Department of Cell Biology, Albert Einstein College of Medicine, Bronx, New York, United States of America.
Department of Applied Mathematics and Statistics, Stony Brook University, Stony Brook, New York, United States of America.
PLoS Comput Biol. 2021 Sep 7;17(9):e1009323. doi: 10.1371/journal.pcbi.1009323. eCollection 2021 Sep.
The B cells in our body generate protective antibodies by introducing somatic hypermutations (SHM) into the variable region of immunoglobulin genes (IgVs). The mutations are generated by activation induced deaminase (AID) that converts cytosine to uracil in single stranded DNA (ssDNA) generated during transcription. Attempts have been made to correlate SHM with ssDNA using bisulfite to chemically convert cytosines that are accessible in the intact chromatin of mutating B cells. These studies have been complicated by using different definitions of "bisulfite accessible regions" (BARs). Recently, deep-sequencing has provided much larger datasets of such regions but computational methods are needed to enable this analysis. Here we leveraged the deep-sequencing approach with unique molecular identifiers and developed a novel Hidden Markov Model based Bayesian Segmentation algorithm to characterize the ssDNA regions in the IGHV4-34 gene of the human Ramos B cell line. Combining hierarchical clustering and our new Bayesian model, we identified recurrent BARs in certain subregions of both top and bottom strands of this gene. Using this new system, the average size of BARs is about 15 bp. We also identified potential G-quadruplex DNA structures in this gene and found that the BARs co-locate with G-quadruplex structures in the opposite strand. Using various correlation analyses, there is not a direct site-to-site relationship between the bisulfite accessible ssDNA and all sites of SHM but most of the highly AID mutated sites are within 15 bp of a BAR. In summary, we developed a novel platform to study single stranded DNA in chromatin at a base pair resolution that reveals potential relationships among BARs, SHM and G-quadruplexes. This platform could be applied to genome wide studies in the future.

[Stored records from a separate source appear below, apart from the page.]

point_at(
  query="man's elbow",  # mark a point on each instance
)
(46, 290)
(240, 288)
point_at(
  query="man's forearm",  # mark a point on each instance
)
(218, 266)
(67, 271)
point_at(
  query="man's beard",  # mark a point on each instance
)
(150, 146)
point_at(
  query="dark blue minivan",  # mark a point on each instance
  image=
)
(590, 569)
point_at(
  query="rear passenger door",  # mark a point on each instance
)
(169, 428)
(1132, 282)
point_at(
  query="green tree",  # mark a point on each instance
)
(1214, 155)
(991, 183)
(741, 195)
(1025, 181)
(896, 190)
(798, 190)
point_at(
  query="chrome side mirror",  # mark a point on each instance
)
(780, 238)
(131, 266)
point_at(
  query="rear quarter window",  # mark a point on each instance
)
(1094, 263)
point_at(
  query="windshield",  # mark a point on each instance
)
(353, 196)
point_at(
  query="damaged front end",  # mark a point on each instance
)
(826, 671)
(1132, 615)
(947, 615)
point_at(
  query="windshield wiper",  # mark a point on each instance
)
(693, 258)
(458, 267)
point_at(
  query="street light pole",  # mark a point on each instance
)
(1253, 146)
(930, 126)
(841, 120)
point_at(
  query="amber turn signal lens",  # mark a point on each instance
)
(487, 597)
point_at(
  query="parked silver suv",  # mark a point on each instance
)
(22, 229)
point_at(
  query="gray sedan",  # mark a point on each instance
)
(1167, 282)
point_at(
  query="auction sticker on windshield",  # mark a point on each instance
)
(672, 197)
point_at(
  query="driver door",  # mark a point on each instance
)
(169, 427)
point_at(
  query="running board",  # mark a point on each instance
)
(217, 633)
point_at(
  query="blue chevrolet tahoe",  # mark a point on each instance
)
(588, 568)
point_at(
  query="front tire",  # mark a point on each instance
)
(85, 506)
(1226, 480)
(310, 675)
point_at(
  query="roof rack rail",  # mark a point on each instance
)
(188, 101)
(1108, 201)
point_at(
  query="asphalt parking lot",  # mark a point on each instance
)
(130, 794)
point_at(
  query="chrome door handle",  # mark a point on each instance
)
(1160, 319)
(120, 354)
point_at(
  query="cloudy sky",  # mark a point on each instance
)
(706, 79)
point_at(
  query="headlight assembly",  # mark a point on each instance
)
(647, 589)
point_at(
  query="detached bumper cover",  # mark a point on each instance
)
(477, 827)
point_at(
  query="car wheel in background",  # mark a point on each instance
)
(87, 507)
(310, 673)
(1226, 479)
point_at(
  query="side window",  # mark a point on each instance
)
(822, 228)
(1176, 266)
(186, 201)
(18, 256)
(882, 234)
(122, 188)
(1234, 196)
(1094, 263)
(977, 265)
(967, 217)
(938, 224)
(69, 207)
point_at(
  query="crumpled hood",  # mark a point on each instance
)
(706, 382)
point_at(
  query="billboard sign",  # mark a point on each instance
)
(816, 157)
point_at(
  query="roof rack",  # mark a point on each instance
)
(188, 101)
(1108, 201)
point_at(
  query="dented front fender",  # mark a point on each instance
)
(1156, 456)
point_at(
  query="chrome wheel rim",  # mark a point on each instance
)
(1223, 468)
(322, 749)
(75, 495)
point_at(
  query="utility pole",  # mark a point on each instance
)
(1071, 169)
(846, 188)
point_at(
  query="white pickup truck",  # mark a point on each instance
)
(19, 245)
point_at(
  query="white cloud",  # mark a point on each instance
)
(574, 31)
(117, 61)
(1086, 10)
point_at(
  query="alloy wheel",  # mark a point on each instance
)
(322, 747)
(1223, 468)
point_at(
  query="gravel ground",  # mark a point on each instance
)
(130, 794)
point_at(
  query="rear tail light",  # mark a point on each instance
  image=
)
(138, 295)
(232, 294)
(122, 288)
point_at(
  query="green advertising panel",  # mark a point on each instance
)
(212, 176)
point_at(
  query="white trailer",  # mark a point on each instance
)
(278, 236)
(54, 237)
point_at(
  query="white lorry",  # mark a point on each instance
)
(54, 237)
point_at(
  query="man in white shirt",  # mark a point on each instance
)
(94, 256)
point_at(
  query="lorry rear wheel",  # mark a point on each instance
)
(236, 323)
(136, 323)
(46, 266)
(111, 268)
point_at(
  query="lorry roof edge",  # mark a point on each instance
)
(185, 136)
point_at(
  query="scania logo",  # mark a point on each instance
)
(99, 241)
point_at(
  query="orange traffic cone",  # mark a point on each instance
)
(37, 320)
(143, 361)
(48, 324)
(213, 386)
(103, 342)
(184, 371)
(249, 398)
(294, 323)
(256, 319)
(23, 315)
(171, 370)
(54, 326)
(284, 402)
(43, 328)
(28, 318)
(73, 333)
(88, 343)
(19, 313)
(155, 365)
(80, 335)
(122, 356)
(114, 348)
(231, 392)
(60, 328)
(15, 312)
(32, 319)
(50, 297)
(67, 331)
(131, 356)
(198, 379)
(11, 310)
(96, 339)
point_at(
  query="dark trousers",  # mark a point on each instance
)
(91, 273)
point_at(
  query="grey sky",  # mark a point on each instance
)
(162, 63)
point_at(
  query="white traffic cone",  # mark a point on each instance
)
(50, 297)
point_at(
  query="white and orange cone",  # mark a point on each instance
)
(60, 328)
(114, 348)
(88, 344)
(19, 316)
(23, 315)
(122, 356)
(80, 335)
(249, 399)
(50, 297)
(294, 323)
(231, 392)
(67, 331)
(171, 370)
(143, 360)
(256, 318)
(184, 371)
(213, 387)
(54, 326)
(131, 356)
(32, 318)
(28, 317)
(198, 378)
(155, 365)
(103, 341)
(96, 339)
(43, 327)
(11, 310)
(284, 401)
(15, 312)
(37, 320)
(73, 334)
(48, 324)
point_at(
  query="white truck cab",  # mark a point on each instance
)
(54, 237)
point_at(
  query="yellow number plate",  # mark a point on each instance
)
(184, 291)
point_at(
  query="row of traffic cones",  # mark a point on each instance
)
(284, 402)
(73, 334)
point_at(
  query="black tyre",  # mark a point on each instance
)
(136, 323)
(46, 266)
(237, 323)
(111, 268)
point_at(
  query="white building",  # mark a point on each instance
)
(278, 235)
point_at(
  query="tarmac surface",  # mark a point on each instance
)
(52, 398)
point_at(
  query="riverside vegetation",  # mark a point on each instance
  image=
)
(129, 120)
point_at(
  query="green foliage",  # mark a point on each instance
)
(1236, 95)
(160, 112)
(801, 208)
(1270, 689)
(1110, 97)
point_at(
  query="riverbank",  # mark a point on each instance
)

我们体内的 B 细胞通过在免疫球蛋白基因(IgV)的可变区引入体细胞超突变(SHM)来产生保护性抗体。这些突变是由激活诱导的脱氨酶(AID)产生的,它将胞嘧啶在转录过程中产生的单链 DNA(ssDNA)中转化为尿嘧啶。人们曾试图通过亚硫酸氢盐将 SHM 与 ssDNA 相关联,以化学方式将在突变 B 细胞的完整染色质中可及的胞嘧啶转化为胞嘧啶。这些研究受到了使用不同的“亚硫酸氢盐可及区域”(BAR)定义的影响。最近,深度测序为这些区域提供了更大的数据集,但需要计算方法来支持这种分析。在这里,我们利用深度测序方法和独特的分子标识符,开发了一种新的基于隐马尔可夫模型的贝叶斯分割算法,以描述人类 Ramos B 细胞系 IGHV4-34 基因中的 ssDNA 区域。通过层次聚类和我们新的贝叶斯模型,我们在该基因的顶部和底部链的某些亚区中识别出了重复的 BAR。使用这个新系统,BAR 的平均大小约为 15bp。我们还在该基因中鉴定出了潜在的 G-四链体 DNA 结构,并发现 BAR 与相反链上的 G-四链体结构共定位。通过各种相关分析,没有发现亚硫酸氢盐可及的 ssDNA 与所有 SHM 位点之间的直接点对点关系,但大多数高度 AID 突变的位点都在 BAR 的 15bp 范围内。总之,我们开发了一种新的平台,以碱基对分辨率研究染色质中的单链 DNA,揭示了 BAR、SHM 和 G-四链体之间的潜在关系。这个平台将来可以应用于全基因组研究。